Solvers for Block-Tridiagonal

Block Tridiagonal Linear System Performance: Custom vs Package Implementations

I recently submitted an issue to BlockBandedMatrices.jl about this, but thought it might be interesting to the broader community.

Problem

I have symmetric block tridiagonal linear systems that should theoretically solve in O(T·n³) time, where T is the number of blocks and n is the block dimension. However, when using BlockBandedMatrices.jl, I found that SparseArrays was actually faster. This suggests either:

  1. I’m doing something wrong, or
  2. The block structure isn’t being properly exploited

I implemented custom algorithms based on Golub & Van Loan’s Matrix Computations and found them to be much faster than both approaches.
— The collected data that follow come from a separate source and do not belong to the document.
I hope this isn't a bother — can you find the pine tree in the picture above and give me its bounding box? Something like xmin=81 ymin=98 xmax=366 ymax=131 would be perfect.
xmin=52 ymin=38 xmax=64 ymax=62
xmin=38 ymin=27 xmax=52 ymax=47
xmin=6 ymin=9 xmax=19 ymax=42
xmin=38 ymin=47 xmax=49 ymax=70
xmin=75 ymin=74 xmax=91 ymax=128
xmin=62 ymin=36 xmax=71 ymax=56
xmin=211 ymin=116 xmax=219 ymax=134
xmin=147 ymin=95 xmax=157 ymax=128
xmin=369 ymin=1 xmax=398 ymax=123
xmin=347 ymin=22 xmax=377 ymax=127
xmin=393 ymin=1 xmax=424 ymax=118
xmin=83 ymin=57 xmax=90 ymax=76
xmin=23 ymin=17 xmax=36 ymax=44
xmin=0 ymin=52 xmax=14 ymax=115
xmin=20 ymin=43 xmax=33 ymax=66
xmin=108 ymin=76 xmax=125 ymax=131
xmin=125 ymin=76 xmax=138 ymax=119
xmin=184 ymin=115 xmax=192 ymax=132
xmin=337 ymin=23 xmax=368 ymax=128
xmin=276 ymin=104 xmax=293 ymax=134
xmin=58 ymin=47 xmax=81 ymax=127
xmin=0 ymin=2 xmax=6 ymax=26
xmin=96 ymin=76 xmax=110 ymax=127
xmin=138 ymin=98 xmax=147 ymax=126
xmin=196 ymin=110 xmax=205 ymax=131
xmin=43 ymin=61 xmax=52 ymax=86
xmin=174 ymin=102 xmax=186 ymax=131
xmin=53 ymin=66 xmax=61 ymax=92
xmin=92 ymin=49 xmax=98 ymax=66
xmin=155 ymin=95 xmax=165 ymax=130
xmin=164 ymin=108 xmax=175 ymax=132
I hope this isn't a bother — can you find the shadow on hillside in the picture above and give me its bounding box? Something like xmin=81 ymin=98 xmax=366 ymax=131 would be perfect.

Here is a MWRE that I will also include as a Pluto Notebook.

Setup

using Random, LinearAlgebra, BlockBandedMatrices, SparseArrays
using BlockArrays: getblock
using BenchmarkTools

# Parameters
k = 2       # block size
n = 5       # number of blocks

# Create SPD blocks
function make_spd_block(k)
    A = randn(k, k)
    return A'A + k*I  # ensure SPD
end

Bs = [make_spd_block(k) for _ in 1:n]         # diagonal blocks
Cs = [randn(k, k) for _ in 1:(n-1)]           # off-diagonal blocks

# Build full matrix A
function build_full_block_tridiag(Bs, Cs)
    k, n = size(Bs[1], 1), length(Bs)
    A = zeros(k*n, k*n)
    for i in 1:n
        A[(k*(i-1)+1):(k*i), (k*(i-1)+1):(k*i)] .= Bs[i]
        if i < n
            A[(k*(i-1)+1):(k*i), (k*i+1):(k*(i+1))] .= Cs[i]'
            A[(k*i+1):(k*(i+1)), (k*(i-1)+1):(k*i)] .= Cs[i]
        end
    end
    return Symmetric(A)
end

A_dense = build_full_block_tridiag(Bs, Cs)
b = randn(k * n)

Method 1: Custom Block Cholesky (brittle but fast)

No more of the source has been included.